In conversation with Social Samosa, Vinod Thadani, Chief Digital Officer, Mindshare talks about the importance and relevance of Target Marketing in the new normal.
The impact of COVID-19 and the subsequent phases of lockdown and unlock have made brands and marketers rethink it all. How to keep the communication going even when you know you can’t service the consumers? Would consumers be willing to spend while being under so much stress? Why should our brand be the one they choose? Which geographies should be targeted as things start to normalise? These are perhaps just a few among the million questions that have crossed the minds of marketers. Vinod Thadani, Chief Digital Officer, Mindshare shares his experience of braving the heat and how Target Marketing will become more relevant than ever in the post-COVID-19 world. Vinod Thadani, Chief Digital Officer, Mindshare shares his experience of braving the heat and how Target Marketing will become more relevant than ever in the post-COVID-19 world.

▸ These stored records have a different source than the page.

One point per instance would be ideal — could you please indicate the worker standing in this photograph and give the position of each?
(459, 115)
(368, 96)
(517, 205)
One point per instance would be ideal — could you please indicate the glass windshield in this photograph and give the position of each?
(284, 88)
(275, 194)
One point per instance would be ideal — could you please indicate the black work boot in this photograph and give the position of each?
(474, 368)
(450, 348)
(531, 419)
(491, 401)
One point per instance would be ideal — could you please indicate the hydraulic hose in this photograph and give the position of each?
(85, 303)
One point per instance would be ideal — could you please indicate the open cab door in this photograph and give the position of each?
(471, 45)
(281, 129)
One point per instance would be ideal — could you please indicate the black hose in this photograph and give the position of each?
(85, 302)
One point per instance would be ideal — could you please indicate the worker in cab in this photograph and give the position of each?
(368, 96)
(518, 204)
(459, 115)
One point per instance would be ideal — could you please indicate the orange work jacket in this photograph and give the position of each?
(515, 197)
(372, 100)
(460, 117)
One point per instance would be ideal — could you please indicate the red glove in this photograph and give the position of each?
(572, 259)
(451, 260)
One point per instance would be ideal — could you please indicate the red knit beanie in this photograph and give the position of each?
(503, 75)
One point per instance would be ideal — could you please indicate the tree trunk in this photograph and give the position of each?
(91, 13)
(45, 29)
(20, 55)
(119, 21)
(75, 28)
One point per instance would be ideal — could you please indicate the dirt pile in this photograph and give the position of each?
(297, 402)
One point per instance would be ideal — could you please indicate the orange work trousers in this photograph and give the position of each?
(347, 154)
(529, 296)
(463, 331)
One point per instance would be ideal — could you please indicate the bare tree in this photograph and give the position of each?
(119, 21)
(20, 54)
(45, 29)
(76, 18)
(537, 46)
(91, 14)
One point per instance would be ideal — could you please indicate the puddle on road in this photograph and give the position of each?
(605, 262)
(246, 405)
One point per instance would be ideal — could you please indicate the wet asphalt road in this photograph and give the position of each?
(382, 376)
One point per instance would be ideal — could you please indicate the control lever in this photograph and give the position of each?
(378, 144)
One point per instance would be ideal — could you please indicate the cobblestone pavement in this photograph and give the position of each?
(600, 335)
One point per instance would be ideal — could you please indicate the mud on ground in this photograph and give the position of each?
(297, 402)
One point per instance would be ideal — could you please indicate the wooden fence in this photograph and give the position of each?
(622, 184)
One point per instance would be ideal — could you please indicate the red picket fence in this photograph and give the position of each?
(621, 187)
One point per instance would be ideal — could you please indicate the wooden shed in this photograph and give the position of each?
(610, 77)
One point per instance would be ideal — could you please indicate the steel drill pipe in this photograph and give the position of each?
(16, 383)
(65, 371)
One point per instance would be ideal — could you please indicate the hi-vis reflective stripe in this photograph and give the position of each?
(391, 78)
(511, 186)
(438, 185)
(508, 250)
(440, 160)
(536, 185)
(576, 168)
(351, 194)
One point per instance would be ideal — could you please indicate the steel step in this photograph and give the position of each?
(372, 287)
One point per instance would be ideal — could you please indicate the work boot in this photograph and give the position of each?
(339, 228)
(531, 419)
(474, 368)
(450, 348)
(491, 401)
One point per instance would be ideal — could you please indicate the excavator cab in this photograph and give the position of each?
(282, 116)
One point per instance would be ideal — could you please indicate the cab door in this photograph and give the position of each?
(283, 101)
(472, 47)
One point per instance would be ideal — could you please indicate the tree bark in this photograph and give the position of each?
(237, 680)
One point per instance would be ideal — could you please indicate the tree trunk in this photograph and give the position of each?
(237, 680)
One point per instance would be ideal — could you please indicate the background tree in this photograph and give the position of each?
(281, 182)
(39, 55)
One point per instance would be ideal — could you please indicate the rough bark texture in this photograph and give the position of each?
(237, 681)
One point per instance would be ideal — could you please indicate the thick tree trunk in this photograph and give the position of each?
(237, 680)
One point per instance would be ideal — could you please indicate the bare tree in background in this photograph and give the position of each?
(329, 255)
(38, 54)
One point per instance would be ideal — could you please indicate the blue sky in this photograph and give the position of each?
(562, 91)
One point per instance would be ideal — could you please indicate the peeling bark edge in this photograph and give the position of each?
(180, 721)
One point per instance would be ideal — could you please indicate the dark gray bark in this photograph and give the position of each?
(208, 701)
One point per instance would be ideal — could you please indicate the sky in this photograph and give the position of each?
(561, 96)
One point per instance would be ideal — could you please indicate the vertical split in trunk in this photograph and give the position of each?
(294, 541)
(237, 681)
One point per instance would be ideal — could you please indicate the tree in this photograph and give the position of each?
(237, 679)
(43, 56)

“If I have to go back to when this entire thing started, the supply chain, the factories, consumer behaviour, preferences and media mix, everything changed. We are all living in times where we saw all of this happening. Hence, we also had to become pretty agile in our strategy and offerings to our brands,” he explains.
The next phase of change was when unlock began. This is where deployment strategies had to be rethought across different levels of geographies. “At any given time of time, wherever the city was opening, we had to make sure our advertising was relevant to that particular city and geography and pin code to ensure they were outcome-based,” he explains.

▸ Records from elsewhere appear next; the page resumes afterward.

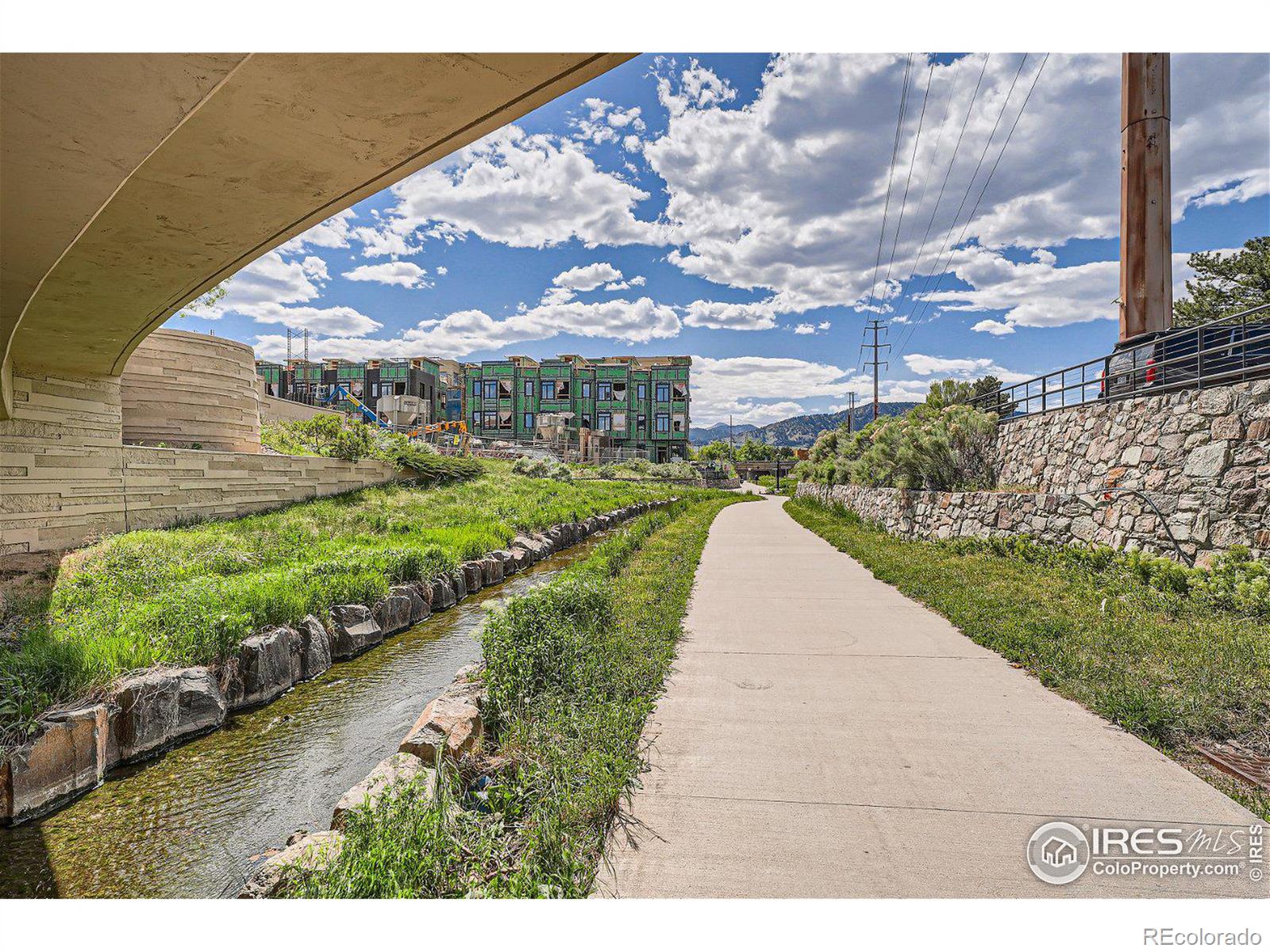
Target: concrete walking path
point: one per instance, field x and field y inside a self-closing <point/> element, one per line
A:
<point x="823" y="735"/>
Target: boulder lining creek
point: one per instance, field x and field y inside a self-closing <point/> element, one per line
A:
<point x="197" y="820"/>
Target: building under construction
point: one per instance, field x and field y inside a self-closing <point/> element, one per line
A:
<point x="626" y="405"/>
<point x="410" y="387"/>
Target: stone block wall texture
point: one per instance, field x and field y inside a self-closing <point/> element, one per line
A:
<point x="1203" y="457"/>
<point x="183" y="389"/>
<point x="67" y="478"/>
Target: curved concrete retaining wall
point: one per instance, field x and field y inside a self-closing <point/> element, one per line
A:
<point x="1203" y="457"/>
<point x="65" y="476"/>
<point x="183" y="389"/>
<point x="152" y="711"/>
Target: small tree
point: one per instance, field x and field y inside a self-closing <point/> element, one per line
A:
<point x="1225" y="285"/>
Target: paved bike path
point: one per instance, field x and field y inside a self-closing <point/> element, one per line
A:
<point x="825" y="735"/>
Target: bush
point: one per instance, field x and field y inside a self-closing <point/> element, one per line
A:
<point x="332" y="436"/>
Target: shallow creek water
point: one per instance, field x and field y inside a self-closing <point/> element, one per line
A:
<point x="190" y="823"/>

He feels the trick lies in going from a broad audience to more specific ones. To target advertisements with such precision that there is no wastage. For doing so, there are clear measurement models that Mindshare has been deploying for their clients. “It's always on-ground action rather than putting up strategy charts and explaining how your evolution would be,” he says.
Thadani further dwells on the specifics of the strategy: “Get into the brief, make sure you have clear KPIs from the client, work on those KPIs with your team on how you will deliver those KPIs, target better, segment audiences better, have relevant communication and personalisation. Check how you will be mapped in regards to the success of the campaign.”

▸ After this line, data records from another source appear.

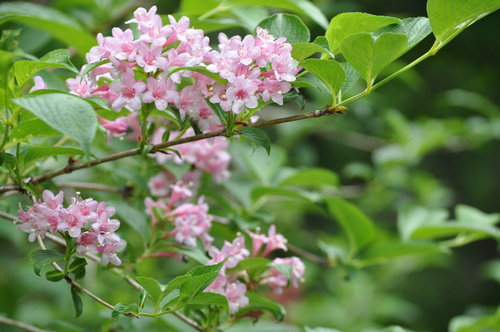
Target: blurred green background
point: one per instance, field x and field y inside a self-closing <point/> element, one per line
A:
<point x="430" y="137"/>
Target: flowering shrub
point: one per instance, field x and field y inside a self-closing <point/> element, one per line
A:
<point x="191" y="216"/>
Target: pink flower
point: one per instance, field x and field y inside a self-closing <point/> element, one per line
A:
<point x="39" y="84"/>
<point x="118" y="127"/>
<point x="274" y="241"/>
<point x="161" y="91"/>
<point x="128" y="91"/>
<point x="242" y="94"/>
<point x="150" y="57"/>
<point x="236" y="298"/>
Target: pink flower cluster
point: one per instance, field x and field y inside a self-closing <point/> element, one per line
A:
<point x="87" y="221"/>
<point x="230" y="283"/>
<point x="251" y="68"/>
<point x="208" y="155"/>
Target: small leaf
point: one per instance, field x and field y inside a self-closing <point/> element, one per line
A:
<point x="120" y="309"/>
<point x="40" y="258"/>
<point x="24" y="70"/>
<point x="259" y="192"/>
<point x="369" y="55"/>
<point x="359" y="229"/>
<point x="206" y="298"/>
<point x="351" y="77"/>
<point x="66" y="113"/>
<point x="258" y="303"/>
<point x="257" y="136"/>
<point x="382" y="253"/>
<point x="54" y="275"/>
<point x="312" y="177"/>
<point x="447" y="16"/>
<point x="33" y="154"/>
<point x="300" y="51"/>
<point x="286" y="25"/>
<point x="77" y="267"/>
<point x="328" y="71"/>
<point x="31" y="128"/>
<point x="347" y="24"/>
<point x="77" y="301"/>
<point x="468" y="214"/>
<point x="152" y="286"/>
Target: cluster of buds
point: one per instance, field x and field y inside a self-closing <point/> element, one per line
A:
<point x="86" y="221"/>
<point x="250" y="68"/>
<point x="229" y="283"/>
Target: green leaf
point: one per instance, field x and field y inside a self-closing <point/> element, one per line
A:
<point x="359" y="229"/>
<point x="448" y="17"/>
<point x="204" y="269"/>
<point x="77" y="267"/>
<point x="40" y="258"/>
<point x="67" y="114"/>
<point x="286" y="25"/>
<point x="120" y="309"/>
<point x="152" y="286"/>
<point x="300" y="51"/>
<point x="328" y="71"/>
<point x="61" y="26"/>
<point x="468" y="214"/>
<point x="347" y="24"/>
<point x="29" y="129"/>
<point x="258" y="303"/>
<point x="257" y="136"/>
<point x="206" y="298"/>
<point x="259" y="192"/>
<point x="221" y="114"/>
<point x="382" y="253"/>
<point x="411" y="217"/>
<point x="77" y="301"/>
<point x="455" y="228"/>
<point x="312" y="177"/>
<point x="351" y="77"/>
<point x="298" y="6"/>
<point x="369" y="55"/>
<point x="40" y="152"/>
<point x="24" y="70"/>
<point x="54" y="275"/>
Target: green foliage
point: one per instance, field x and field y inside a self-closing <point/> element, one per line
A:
<point x="65" y="113"/>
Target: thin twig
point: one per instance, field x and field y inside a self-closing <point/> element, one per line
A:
<point x="20" y="325"/>
<point x="159" y="147"/>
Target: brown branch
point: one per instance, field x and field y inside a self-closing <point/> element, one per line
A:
<point x="159" y="147"/>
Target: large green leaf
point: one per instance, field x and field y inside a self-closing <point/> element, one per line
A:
<point x="449" y="16"/>
<point x="382" y="253"/>
<point x="25" y="69"/>
<point x="415" y="28"/>
<point x="369" y="55"/>
<point x="328" y="71"/>
<point x="286" y="25"/>
<point x="258" y="303"/>
<point x="66" y="113"/>
<point x="312" y="177"/>
<point x="53" y="21"/>
<point x="40" y="152"/>
<point x="359" y="229"/>
<point x="346" y="24"/>
<point x="152" y="286"/>
<point x="257" y="137"/>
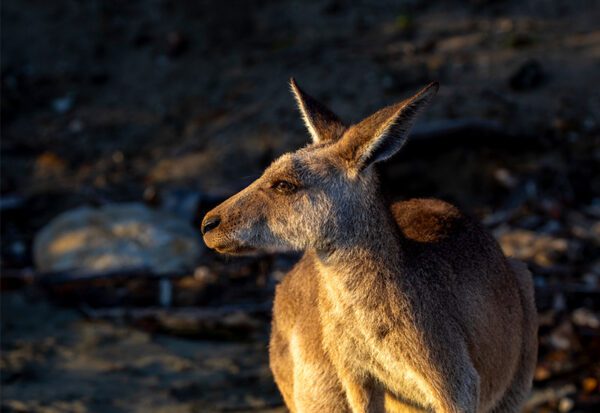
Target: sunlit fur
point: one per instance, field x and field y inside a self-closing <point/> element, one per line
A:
<point x="409" y="307"/>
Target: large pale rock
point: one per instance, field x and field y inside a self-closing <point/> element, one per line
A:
<point x="116" y="236"/>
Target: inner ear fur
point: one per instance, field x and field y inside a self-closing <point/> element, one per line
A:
<point x="381" y="135"/>
<point x="322" y="124"/>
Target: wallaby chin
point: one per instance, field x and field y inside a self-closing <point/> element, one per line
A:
<point x="408" y="308"/>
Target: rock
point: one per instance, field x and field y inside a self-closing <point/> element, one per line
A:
<point x="528" y="76"/>
<point x="116" y="236"/>
<point x="542" y="249"/>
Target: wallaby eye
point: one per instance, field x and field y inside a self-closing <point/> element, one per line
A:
<point x="284" y="187"/>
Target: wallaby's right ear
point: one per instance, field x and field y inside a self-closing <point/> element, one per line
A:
<point x="382" y="134"/>
<point x="322" y="124"/>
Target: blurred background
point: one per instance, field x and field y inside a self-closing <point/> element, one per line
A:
<point x="124" y="121"/>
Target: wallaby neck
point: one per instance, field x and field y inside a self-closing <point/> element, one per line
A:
<point x="363" y="264"/>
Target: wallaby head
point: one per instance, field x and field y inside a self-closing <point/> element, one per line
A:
<point x="318" y="196"/>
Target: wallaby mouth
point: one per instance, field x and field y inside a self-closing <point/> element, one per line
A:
<point x="227" y="246"/>
<point x="235" y="249"/>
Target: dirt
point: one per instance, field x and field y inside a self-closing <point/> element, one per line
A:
<point x="160" y="100"/>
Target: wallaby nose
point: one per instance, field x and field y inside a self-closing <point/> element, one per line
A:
<point x="210" y="223"/>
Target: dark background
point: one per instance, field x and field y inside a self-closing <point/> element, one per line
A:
<point x="168" y="102"/>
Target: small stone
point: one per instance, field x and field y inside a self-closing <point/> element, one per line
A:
<point x="565" y="404"/>
<point x="528" y="76"/>
<point x="63" y="104"/>
<point x="590" y="384"/>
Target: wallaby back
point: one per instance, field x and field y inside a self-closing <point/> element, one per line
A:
<point x="412" y="307"/>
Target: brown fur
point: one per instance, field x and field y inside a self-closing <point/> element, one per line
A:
<point x="408" y="308"/>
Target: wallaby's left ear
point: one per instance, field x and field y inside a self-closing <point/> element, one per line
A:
<point x="382" y="134"/>
<point x="322" y="124"/>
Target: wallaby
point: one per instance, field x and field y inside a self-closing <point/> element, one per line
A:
<point x="411" y="307"/>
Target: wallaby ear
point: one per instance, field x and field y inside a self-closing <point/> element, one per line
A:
<point x="322" y="124"/>
<point x="382" y="134"/>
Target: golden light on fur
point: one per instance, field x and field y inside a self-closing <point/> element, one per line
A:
<point x="408" y="307"/>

Attribution and analytics are becoming two key parts of the entire journey.
“You need to understand and attribute what your dollar spends were and how you can take it back to sales and whether you can link both,” he adds.
Across sectors, brands are at a different data maturity curve. Some of the brands that are pretty up in the data-driven marketing curve include those who belong to the consumer tech, Edu tech, BFSI, FMCG sectors.